Operating systems may have the task of handling different types of data, including multimedia. In recent years, technology has seen an increase in the use of multimedia data within computer systems. Multimedia data includes continuous media in the form of audio or video files and conventional files. Continuous media data differs from conventional data, requiring specific time restrictions to deliver files such as video, images, or audio frames.

What is Multimedia?

Multimedia refers to a wide range of applications that are commonly used nowadays. This term encompasses a broad category that includes audio and video files such as MP3 audio files, movies, short video clips, and flash/animation files of movie previews or news stories downloaded via the Internet.

In addition, multimedia also includes live webcasting (i.e., broadcasting over the World Wide Web) of various events or sports. A multimedia application does not necessarily need to be audio or video; it can include a mixture of both.

What is Media Delivery?

Multimedia data is stored in the file system just like any other data. The main difference between a regular file and a multimedia file is that multimedia files need to be accessed at a specific rate while accessing a standard file does not require any particular timing. A video usually comprises a sequence of images, known as frames, displayed rapidly. The faster the frames are displayed to users, the smoother the video looks. Typically, a rate of 24 to 30 frames per second is necessary for the video to appear smooth to the human eye.

When data is delivered from the local file system, it is called 'local playback.' Multimedia files can also be stored on a remote server and delivered to a client across a network using a technique called streaming.

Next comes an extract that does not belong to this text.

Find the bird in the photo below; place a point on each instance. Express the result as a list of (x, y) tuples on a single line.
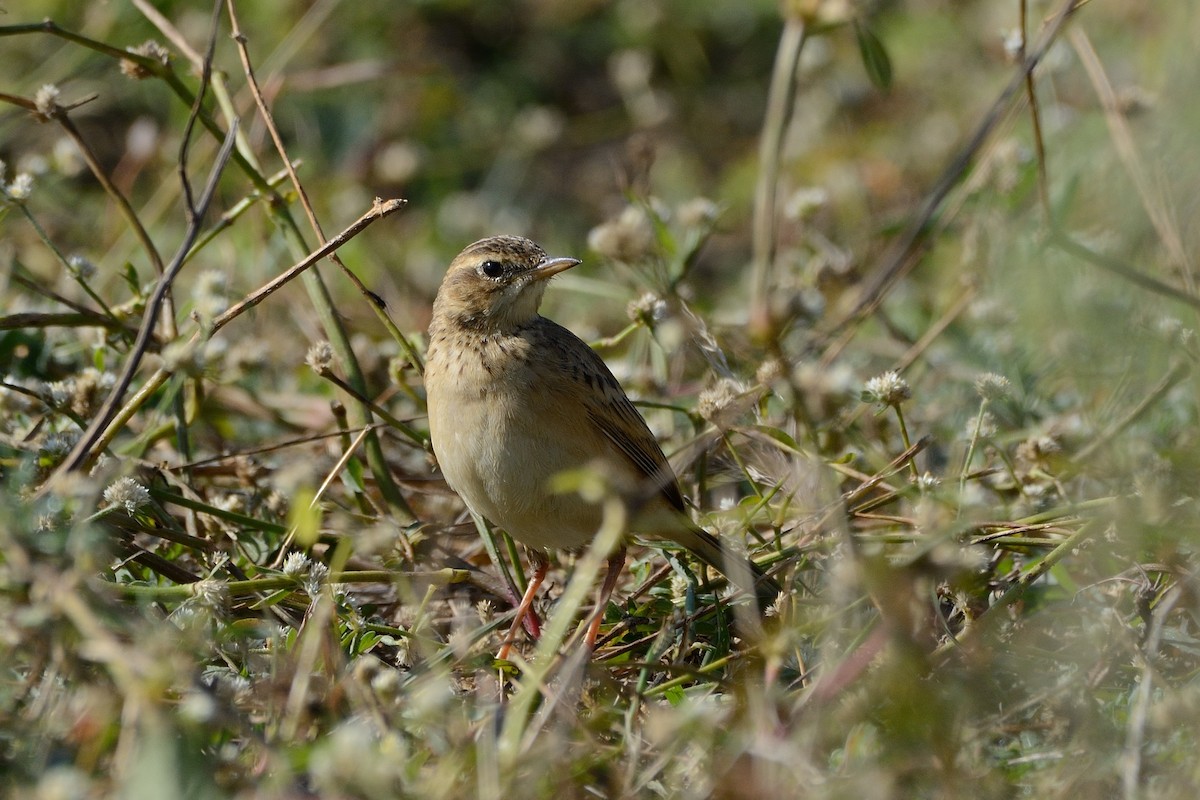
[(515, 398)]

There are two types of streaming techniques:

  • Progressive download.
  • Real-time streaming.

There are two options for downloading audio and video media files: progressive download and real-time streaming. The media file is downloaded and stored on the user's local file system with progressive download. On the other hand, real-time streaming allows the media file to be streamed to the client but not stored or downloaded by the client.

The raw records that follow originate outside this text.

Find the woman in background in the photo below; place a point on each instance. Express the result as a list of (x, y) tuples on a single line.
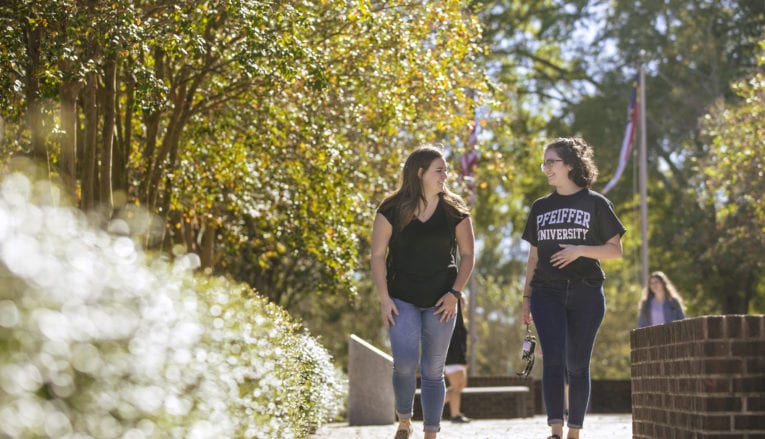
[(661, 302)]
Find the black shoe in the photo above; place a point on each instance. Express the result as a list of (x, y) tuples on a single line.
[(461, 419)]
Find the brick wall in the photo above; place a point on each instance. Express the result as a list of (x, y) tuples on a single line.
[(699, 378)]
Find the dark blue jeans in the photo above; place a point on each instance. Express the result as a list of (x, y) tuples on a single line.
[(419, 329), (567, 316)]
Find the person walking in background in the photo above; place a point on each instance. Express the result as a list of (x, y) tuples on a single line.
[(456, 369), (569, 231), (661, 302), (417, 233)]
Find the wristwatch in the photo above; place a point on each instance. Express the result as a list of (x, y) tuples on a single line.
[(457, 294)]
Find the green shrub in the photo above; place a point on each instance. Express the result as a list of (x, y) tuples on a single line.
[(98, 339)]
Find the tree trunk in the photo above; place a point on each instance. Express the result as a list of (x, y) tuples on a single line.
[(68, 164), (207, 249), (33, 36), (90, 143), (124, 137), (107, 137)]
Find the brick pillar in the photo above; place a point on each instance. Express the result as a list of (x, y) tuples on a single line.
[(699, 378)]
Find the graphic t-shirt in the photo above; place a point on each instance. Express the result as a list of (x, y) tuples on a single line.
[(583, 218), (421, 262)]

Real-time streaming is preferred for media files that are too large to store on the client system, such as long videos and Internet radio or TV broadcasts. Since the media file is not stored on the client system, real-time streaming is a better option for those who want to conserve space on their devices.

Characteristics of Multimedia Systems

The demands of multimedia systems differ significantly from those of conventional applications. Multimedia systems can have the following characteristics:

  • Multimedia files can be relatively large. For example, a 100-minute MPEG-1 video file uses roughly 1.125 GB of storage, and 100 minutes of high-definition television needs approximately 15 GB of storage.
  • Continuous media might need very high data rates. Think of a digital video wherein a frame of color is displayed at a resolution of 800 x 600.
  • Multimedia applications are pretty sensitive to time delays at some point in playback.